Nothing, these days, more graphically illustrates the overwhelming ineptitude of the management of City Hall than what is now its unquestionable inability to administer the disposal of urban solid waste. Sustained shortfalls in revenue collection arising out of the municipality’s inability to garner revenue from its traditional sources and the misallocation of funds, now means that we are unable to meet the capital’s solid waste disposal bills. So that we are reduced to drifting in and out of crises manifested in the buildup of many millions of dollars in payment arrears, withdrawal of services to the Council and City Hall’s untidy recruitment of inadequately equipped replacements and the inevitable messy fallout from a qualitatively reduced service. The most recent falling out between the municipality and its two substantive garbage disposal contractors has arisen out of City Hall being adrift in its payments to the tune of $160 million, surely a Kafkaesque situation in a circumstance such as ours.

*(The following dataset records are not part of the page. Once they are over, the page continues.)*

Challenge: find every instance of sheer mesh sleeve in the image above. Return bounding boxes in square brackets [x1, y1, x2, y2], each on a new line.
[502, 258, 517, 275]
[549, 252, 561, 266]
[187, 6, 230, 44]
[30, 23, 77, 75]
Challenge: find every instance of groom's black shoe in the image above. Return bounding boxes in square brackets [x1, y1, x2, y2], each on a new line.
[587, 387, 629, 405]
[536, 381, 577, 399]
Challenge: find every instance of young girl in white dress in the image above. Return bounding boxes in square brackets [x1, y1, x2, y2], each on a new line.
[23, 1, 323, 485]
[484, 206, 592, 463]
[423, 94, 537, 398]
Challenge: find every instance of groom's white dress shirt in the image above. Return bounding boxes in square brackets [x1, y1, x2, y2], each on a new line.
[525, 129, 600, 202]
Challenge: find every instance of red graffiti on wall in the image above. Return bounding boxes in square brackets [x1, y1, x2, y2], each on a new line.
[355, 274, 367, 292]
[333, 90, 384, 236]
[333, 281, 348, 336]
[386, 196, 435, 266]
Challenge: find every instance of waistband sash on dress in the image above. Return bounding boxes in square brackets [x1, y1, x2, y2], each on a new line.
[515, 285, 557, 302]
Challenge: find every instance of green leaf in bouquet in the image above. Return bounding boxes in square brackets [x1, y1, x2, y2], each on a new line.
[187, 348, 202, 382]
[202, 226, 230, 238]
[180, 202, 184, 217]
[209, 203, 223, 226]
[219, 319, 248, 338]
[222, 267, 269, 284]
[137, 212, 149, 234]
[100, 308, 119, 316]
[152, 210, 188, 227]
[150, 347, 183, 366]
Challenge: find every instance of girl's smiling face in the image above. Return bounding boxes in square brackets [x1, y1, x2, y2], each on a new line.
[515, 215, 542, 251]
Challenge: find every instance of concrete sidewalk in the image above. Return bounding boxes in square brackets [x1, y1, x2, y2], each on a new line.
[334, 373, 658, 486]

The least that is required at this stage is an enhanced level of professionalism at City Hall to the extent that it enhances its ability to deliver those essential services.
The Kennard COI report has said much that had already been in the public domain and which, one suspects, was already known not only to the incumbent political administration but to the previous one as well. If our capital is to break free from the ugliness and squalor into which it had sunk over time, the report of the COI would appear to offer us the latest in a number of ‘push starts’ that we have had in recent years. It is either that we find a way of supplanting lawlessness and ineptitude with professionalism and commitment in the management of the capital’s affairs or else watch it further deteriorate. What Justice Kennard has said with an unmistakable absence of ambiguity is that the incumbent management of City Hall and its existing unwholesome modus operandi have to be shown the door with maximum alacrity.